Nandi era muito menos aberta, ou conhecedora do povo dela. Vejo que você
é bem mais conhecedora da sua cultura. — Priya disse com interesse.
— Não sou acuidá. Eu fiz a caminhada generacional, em vários ciclos. — Raila disse com tom de superioridade.
Priya
olhou com intensidade para Raila, por alguns segundos, sem dizer nada. A
Anoa procurou em seu dispositivo, então exibindo outra imagem na tela
grande.
— Sangamani intuitivas são na cultura do seu povo, o mesmo
que nós e os Harata contra gente como Onatra e Silvani. Tem uma genética
que facilita entender, reconhecer e processar linguagem corporal e
simbólica. — Priya disse. — A parte "mística" não sei, mas
geneticamente, é fascinante.
— O que isso implica em nossa questão? — Karak perguntou.
—
Muito. Harata e Sangamani, e nós por extensão, como mais susceptíveis
ao efeito da Qachruna por isso. — Priya disse sorrindo. — Silvani, e
Urbani, são sensíveis por outra razão. Mesma razão os Sangamani
elaboradores são. Mas é genética.
— Onatra? — Karak perguntou com um sorriso.
—
Onatra, assim como Sangamani da casta Matriarcal, as árbitras de clãs
vocês dizem, são menos susceptíveis ao efeito da Qachruna. Ainda
funciona, mas requer mais, e o efeito menor. Não posso dizer da
"mística", mas organicamente é assim. — Priya disse.
— Um de nossos
tripulantes é um mestiço Sangamani e Onatra, e ele parece ser mais
adepto da Qachruna do que muitos de nós. — Karak retrucou.
— Eu só
poderia teorizar. Não temos um estoque "farto" de mestiços Onatra de
qualquer ordem. Mas tomando os Sangamani-Harata que temos dados, isso
pode ser uma coisa similar.
— Sangamani-Harata? — Raila perguntou estranhada.
— É uma combinação interessante, acredito que principalmente para mulheres. Mas com certeza não é em Sangamá. — Karak riu-se.
—
Provavelmente. — Priya riu-se também. — Sangamani é adepto da
Qachruna, nas linhas que é, por uma diferença que temos, Harata, Anona, e
alguns Sangamani, que regula a sensibilidade. Mas também, em parte, a
enzima que 'faz' a Qachruamina da planta, e outra que quebra e elemina
seu efeito, e isso é o que diminui um pouco o efeito em nós, e muito nos
Sangamani onde ele é menos potente.
— Entendo. Somos sensíveis, mas eliminamos mais rápido, logo não somos 'tão bons' no uso da Qachruna. — Karak seguiu.
—
Exato. Silvani, e Urbani, não são tão sensíveis, mas a Qachruna dura
mais em seu sistema. Um efeito menor mas mais duradouro. — Priya
prosseguiu.
— Sim. E Onatra? — Raila perguntou atiçada.
— Onatra, o
povo das montanhas, por causa das alturas depois da descida das águas, e
sua relação com a Qachruna, devem ter selecionado para resistir, tanto
insensibilidade quanto metabolismo. — Priya seguida a linha.
— Se o
mestiço for de uma elaboradora, e um Onatra 'qualquer' que seja — Karak
raciocinou. — Ele pode ter a sensibilidade da mãe, e a enzima que faz a
Qachruamina, do pai, mas a enzima que quebra a Qachruamina da mãe. Uma
coincidência rara que o faz mais sensível, mais produtor, mas menos
quebrador do princípio.
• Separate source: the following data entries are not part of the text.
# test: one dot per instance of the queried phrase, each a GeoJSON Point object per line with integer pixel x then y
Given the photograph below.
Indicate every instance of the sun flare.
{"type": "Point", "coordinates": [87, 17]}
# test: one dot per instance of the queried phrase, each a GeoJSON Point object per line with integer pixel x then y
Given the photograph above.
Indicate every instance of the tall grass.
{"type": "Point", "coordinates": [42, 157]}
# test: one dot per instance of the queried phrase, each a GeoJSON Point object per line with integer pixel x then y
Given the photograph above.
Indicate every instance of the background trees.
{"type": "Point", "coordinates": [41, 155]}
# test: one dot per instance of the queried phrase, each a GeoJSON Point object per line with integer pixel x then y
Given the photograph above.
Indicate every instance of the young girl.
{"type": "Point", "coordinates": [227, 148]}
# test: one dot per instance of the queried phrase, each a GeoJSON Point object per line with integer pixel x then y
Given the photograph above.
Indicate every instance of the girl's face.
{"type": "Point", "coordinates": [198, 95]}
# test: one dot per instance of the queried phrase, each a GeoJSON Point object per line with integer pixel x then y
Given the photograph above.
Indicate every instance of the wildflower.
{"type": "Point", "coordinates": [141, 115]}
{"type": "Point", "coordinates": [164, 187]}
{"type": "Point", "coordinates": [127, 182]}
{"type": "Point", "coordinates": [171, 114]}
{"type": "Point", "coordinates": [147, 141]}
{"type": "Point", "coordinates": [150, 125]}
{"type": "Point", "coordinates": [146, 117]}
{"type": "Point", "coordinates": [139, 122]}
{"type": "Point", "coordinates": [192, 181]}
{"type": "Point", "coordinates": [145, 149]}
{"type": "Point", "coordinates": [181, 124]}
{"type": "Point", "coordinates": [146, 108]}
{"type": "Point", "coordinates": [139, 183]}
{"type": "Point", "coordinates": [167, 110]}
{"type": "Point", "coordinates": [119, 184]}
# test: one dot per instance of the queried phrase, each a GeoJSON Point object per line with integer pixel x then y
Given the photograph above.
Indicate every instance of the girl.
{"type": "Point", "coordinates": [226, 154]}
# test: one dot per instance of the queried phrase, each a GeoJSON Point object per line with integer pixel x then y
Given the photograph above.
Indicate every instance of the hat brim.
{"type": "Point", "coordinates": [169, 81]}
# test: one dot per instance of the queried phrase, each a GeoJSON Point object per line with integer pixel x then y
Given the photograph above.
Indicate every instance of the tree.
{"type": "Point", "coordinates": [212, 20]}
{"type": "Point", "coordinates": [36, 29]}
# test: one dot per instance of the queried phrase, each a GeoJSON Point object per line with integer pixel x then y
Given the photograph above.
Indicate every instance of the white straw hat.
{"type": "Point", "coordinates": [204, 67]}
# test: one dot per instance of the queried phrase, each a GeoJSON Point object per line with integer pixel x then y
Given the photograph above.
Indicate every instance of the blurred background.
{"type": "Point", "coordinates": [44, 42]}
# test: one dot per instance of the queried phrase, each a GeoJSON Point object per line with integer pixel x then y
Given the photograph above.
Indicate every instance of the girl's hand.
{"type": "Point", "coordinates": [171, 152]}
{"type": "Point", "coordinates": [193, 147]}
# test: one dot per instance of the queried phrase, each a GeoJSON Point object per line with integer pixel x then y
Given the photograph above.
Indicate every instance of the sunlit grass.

O que deve ser formidável para o efeito, mas
horrível para o impacto no corpo.
— Sim, recuperação é um problema. — Karak e Raila disseram juntos.
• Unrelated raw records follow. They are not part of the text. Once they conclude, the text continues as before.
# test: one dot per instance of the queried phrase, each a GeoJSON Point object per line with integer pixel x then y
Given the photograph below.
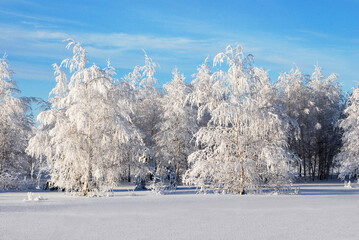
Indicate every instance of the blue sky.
{"type": "Point", "coordinates": [280, 35]}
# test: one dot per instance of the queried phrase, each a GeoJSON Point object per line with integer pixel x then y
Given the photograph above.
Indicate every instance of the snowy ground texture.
{"type": "Point", "coordinates": [321, 211]}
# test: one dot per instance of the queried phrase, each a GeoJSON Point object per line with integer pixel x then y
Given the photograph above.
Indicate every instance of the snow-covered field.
{"type": "Point", "coordinates": [321, 211]}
— Eu poderia ajudar, se Ravantes talvez financiasse uma pesquisa, quem sabe? — Priya disse com uma voz melodiosa.
Karak piscou para a Anoa, Raila não entendeu a dinâmica.
— Bom, já temos o suficiente para nossa visita. — Karak disse já preparando-se para partir.
—
Muito bem. Vou ainda rever os dados e tentar entender esses materiais, e
sobre nosso outro assunto, espero novidades. Quem sabe uma visita do
nosso 'Sangonatra'? — Priya disse rindo-se.
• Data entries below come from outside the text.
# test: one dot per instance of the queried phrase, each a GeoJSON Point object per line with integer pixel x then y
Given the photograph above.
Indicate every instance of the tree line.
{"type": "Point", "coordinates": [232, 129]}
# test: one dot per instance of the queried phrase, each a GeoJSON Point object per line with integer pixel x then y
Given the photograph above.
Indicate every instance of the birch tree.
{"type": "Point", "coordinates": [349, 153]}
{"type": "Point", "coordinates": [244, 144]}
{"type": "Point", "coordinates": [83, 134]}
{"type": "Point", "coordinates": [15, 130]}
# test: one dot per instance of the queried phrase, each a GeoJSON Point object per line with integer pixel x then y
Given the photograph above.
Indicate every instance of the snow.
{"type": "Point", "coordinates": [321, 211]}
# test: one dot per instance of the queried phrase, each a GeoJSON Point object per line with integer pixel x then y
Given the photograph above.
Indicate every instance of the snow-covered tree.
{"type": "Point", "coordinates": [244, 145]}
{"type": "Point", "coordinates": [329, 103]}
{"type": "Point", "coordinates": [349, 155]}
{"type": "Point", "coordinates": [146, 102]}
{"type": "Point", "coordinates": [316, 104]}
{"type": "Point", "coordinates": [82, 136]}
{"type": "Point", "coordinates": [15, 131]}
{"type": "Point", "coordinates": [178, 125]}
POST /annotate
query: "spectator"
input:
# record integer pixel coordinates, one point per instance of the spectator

— Definitivamente. Precisamos de um Lacerador melhor que o Silvani deles. — Karak riu-se.
— Bom, a sua Sangamani definitivamente é mais Sangamani que a deles. — Priya riu-se com gosto.
Raila estava perdida na dinâmica, mas uma sombra de sorriso apareceu com o comentário.
— O nosso Onatra definitivamente é melhor que aquela Carpata. Vale por dois. — Raila murmurou discretamente.